September 04, 1986|STEVE HOCHMAN

"Everything written about us compares us to the Beatles and the '60s thing, so bleep that--we're going to do a Beatles song," said Smithereens singer/guitarist Pat DiNizio as the quartet launched into a full-tilt version of "One After 909" as the first encore to its Monday performance at the Roxy.

That statement more or less summed up the strength of the New Jersey-based outfit. Much of what it does calls to mind someone else, but it is played with such verve and lack of self-consciousness as to avoid seeming derivative.

The Smithereens could best be described as equal parts Beatles (crisp Mersey-beat guitars, well-wrought melodies and harmonies), beatnik (the late-night Greenwich Village ethos of the goateed DiNizio's lyrics) and "This Year's Model"-era Elvis Costello. It's hard to pinpoint exactly what it is that gives the group's music the aura of originality, though the tight instrumental power of Jim Babjak's six-string Rickenbacker guitar leads, Mike Mesaros' fat bass and Dennis Diken's rough, yet precise drum bashing broke through the reverent nostalgia that undermines so many similarly oriented bands.
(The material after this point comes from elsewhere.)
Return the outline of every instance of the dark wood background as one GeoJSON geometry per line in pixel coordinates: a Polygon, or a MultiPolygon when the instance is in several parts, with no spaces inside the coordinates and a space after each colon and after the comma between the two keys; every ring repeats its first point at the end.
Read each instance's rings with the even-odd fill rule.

Even when borrowing musical elements wholesale from other sources (the "Tomorrow Never Knows" exotic guitar and drum beat of the opening song, "Beauty and Sadness," the "Twist and Shout"/"Oh Pretty Woman" riff of "Time and Time Again"), the Smithereens' sound at the Roxy was still distinctive for its sheer force, if nothing else. Diversions into acoustic coffee-house folk and surf instrumentals served to throw the rest of the show's rock fury into sharper relief. All in all, this was a rare instance of a band standing up to comparisons to its influences.